Nested gradient computations with differential equation solver

Hi, I am exploring the possibilities of combining Julia’s differential equations solvers and automatic differentiation capabilities, and I am stuck while trying to backpropagate twice through an ode solver.

Here is some code to reproduce the problem :

module Minimal

using Zygote
using DifferentialEquations
using DiffEqSensitivity

t = 1:0.1:10
gt = sin.(t)
x0 = gt + randn(size(gt)...) * 0.2
η0 = 0.01

function dsin(du, u, p, t)
	du[1] = cos(t)
end

function innergrad()
	g = gradient(x0) do x
		prob = ODEProblem(dsin, [x[1]], (1, 10))
		sol = DifferentialEquations.solve(
			prob, RK4(), saveat=collect(1:0.1:10),
		)

		solx = [xx[1] for xx in sol.u]

		sum((solx - x) .^ 2)
	end
	g[1]
end

function outergrad()
	gradient(η0) do η
		g = innergrad()
		sum( (gt - (x0 - η*g)).^2 )
	end
end
end

Minimal.innergrad() # OK
Minimal.outergrad() # KO

Here are my installed packages (Pkg.status()):

  [a077e3f3] DiffEqProblemLibrary v4.15.0
  [41bf760c] DiffEqSensitivity v6.71.0
  [0c46a032] DifferentialEquations v7.1.0
  [61744808] DynamicalSystems v2.1.8
  [587475ba] Flux v0.12.9
  [7073ff75] IJulia v1.23.2
  [a98d9a8b] Interpolations v0.13.5
  [2b0e0bc5] LanguageServer v4.2.0
  [30363a11] NetCDF v0.11.4
  [1dea7af3] OrdinaryDiffEq v6.7.1
  [91a5bcdd] Plots v1.27.3
  [438e738f] PyCall v1.93.1
  [e88e6eb3] Zygote v0.6.37

and julia version: Version 1.7.2
Any help greatly appreciated :slight_smile:

Why backprop twice?
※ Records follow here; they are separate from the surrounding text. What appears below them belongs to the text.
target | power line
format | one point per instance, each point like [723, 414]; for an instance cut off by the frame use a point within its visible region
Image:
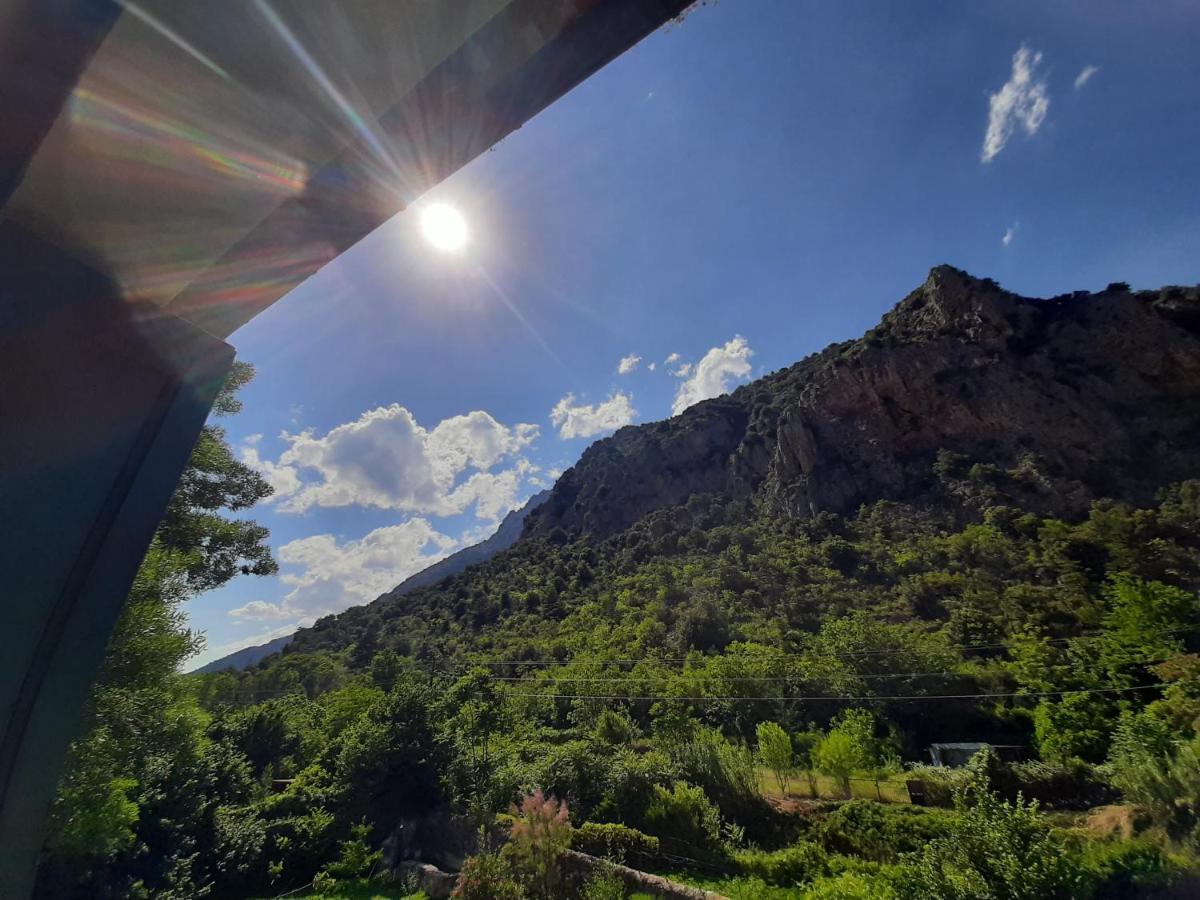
[699, 677]
[849, 697]
[846, 654]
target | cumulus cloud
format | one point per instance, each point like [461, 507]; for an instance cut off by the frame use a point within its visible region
[285, 480]
[387, 460]
[327, 575]
[1021, 101]
[576, 420]
[259, 611]
[714, 375]
[1085, 76]
[214, 653]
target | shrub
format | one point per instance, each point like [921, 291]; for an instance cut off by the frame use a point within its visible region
[1073, 785]
[1126, 868]
[1152, 772]
[941, 783]
[603, 886]
[792, 865]
[726, 773]
[775, 751]
[881, 833]
[684, 814]
[539, 837]
[851, 886]
[631, 780]
[995, 849]
[613, 727]
[486, 876]
[613, 840]
[355, 859]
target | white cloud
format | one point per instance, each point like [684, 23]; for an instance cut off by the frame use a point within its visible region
[283, 479]
[575, 420]
[1021, 101]
[714, 375]
[1085, 76]
[325, 575]
[210, 654]
[259, 611]
[387, 460]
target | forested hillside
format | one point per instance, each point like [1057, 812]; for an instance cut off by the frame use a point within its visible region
[981, 522]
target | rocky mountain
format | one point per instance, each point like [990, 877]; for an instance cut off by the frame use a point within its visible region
[508, 534]
[1086, 394]
[504, 538]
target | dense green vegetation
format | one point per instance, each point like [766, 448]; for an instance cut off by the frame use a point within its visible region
[655, 699]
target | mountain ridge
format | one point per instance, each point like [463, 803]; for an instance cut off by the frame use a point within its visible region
[1085, 382]
[505, 535]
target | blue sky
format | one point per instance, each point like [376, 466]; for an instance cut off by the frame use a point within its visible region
[739, 190]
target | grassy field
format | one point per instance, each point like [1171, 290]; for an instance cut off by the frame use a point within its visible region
[355, 891]
[799, 786]
[738, 887]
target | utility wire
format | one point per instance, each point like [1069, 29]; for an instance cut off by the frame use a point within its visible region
[850, 697]
[846, 654]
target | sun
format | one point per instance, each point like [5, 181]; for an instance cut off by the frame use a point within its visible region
[444, 227]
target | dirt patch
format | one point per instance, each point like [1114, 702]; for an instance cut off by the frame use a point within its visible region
[1119, 820]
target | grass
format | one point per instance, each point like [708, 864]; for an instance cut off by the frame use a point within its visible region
[892, 790]
[358, 889]
[737, 887]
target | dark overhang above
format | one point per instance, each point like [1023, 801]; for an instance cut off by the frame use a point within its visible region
[207, 159]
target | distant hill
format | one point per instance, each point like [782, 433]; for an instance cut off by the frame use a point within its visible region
[245, 658]
[504, 538]
[964, 397]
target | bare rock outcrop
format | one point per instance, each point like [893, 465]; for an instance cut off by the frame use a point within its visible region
[1096, 394]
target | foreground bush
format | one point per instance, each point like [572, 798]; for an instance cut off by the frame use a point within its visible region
[684, 814]
[540, 835]
[792, 865]
[996, 850]
[880, 832]
[487, 876]
[615, 841]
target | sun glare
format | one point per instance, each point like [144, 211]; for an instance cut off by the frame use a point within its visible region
[444, 227]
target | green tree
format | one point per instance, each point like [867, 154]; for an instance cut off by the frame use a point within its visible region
[142, 787]
[775, 751]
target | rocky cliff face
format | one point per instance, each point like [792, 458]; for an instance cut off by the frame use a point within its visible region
[1087, 394]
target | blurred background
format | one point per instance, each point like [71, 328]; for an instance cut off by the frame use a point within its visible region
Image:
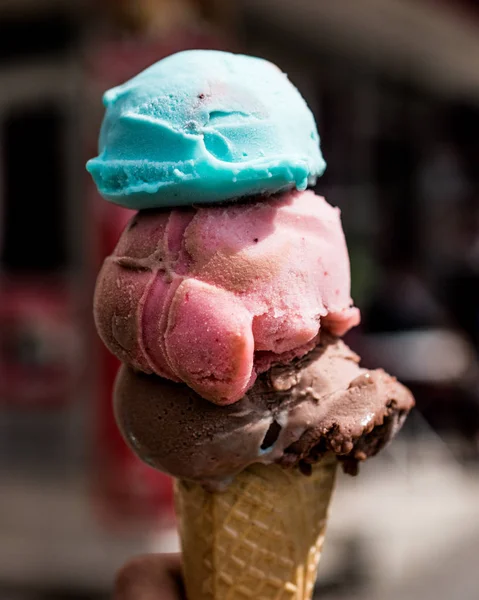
[394, 85]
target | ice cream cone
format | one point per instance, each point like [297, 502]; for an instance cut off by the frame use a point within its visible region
[260, 539]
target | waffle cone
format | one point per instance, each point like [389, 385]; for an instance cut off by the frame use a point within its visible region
[261, 539]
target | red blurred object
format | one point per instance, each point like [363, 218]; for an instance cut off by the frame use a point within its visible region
[39, 345]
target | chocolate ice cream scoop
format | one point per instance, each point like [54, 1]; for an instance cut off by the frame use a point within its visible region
[292, 416]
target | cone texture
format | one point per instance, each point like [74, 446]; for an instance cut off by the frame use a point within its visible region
[261, 539]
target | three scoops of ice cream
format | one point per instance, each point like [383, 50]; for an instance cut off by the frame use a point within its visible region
[228, 292]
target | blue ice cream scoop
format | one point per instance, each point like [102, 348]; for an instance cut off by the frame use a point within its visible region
[204, 126]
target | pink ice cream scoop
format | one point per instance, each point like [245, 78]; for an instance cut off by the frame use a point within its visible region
[213, 296]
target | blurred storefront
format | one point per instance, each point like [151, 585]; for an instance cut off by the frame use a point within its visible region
[395, 89]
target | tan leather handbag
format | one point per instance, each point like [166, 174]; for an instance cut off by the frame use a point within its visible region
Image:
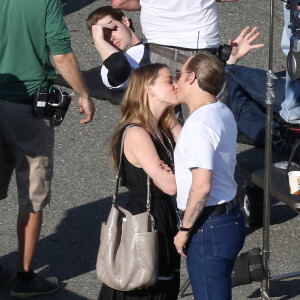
[128, 252]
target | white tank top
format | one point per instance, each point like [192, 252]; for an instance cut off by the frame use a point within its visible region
[182, 23]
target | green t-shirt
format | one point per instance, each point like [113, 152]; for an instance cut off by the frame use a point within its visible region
[29, 31]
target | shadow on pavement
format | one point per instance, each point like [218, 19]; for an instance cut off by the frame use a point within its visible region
[70, 6]
[72, 250]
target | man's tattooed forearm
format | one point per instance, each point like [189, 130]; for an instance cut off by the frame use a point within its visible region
[196, 212]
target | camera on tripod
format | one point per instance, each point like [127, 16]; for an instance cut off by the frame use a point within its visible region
[293, 58]
[52, 103]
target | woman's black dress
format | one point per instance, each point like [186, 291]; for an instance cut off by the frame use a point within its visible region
[163, 210]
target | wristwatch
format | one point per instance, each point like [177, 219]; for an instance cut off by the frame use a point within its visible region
[181, 228]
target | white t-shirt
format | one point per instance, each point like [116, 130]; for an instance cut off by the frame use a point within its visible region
[134, 56]
[207, 140]
[181, 23]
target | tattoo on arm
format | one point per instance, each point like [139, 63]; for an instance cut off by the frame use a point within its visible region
[197, 210]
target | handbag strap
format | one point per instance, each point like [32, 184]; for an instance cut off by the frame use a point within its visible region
[114, 201]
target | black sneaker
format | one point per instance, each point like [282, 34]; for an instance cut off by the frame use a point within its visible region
[5, 275]
[278, 118]
[283, 140]
[33, 285]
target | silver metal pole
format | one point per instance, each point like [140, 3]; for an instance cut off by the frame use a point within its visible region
[265, 284]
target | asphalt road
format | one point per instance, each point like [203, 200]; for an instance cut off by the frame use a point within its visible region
[83, 178]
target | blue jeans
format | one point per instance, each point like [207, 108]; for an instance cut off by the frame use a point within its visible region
[246, 99]
[214, 246]
[290, 108]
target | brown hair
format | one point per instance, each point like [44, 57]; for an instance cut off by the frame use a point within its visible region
[135, 105]
[104, 11]
[209, 71]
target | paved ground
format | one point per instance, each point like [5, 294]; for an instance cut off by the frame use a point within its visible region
[83, 181]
Second order of an ODE solver is essentially always faster to do via forward-over-reverse, and that exists. It’ll happen automatically when using Newton:

https://diffeqflux.sciml.ai/dev/examples/second_order_adjoints/

and uses the following:

https://diffeq.sciml.ai/stable/analysis/sensitivity/#Second-Order-Sensitivity-Analysis-via-second_order_sensitivities

And note, when you do forward-over-reverse, you can do Hessian-free operations, i.e. Hv, to do Newton-Krylov without computing Hessians.

1 Like

The following seems to work for me

module Minimal

using Zygote
using ForwardDiff
using DifferentialEquations
using DiffEqSensitivity

t = 1:0.1:10
gt = sin.(t)
x0 = gt + randn(size(gt)...) * 0.2
η0 = 0.01

function dsin(du, u, p, t)
	du[1] = cos(t)
end

function innergrad()
	g = gradient(x0) do x
		prob = ODEProblem(dsin, [x[1]], (1, 10))
		sol = DifferentialEquations.solve(
			prob, RK4(), saveat=collect(1:0.1:10),
		)

		solx = [xx[1] for xx in sol.u]

		sum((solx - x) .^ 2)
	end
	g[1]
end

function outergrad()
	ForwardDiff.derivative(η0) do η
		g = innergrad()
		sum( (gt - (x0 .- η*g)).^2 )
	end
end
end

Minimal.innergrad() # OK
Minimal.outergrad() # KO

[EDIT]: code updated with working solution

@ChrisRackauckas , Thank you for your reply. Maybe just to give you some additional context: the idea behind my question is to optimize for the hyperparameters of a variational data assimilation scheme (4dvar), maybe my code was too minimal… (see below for the full code).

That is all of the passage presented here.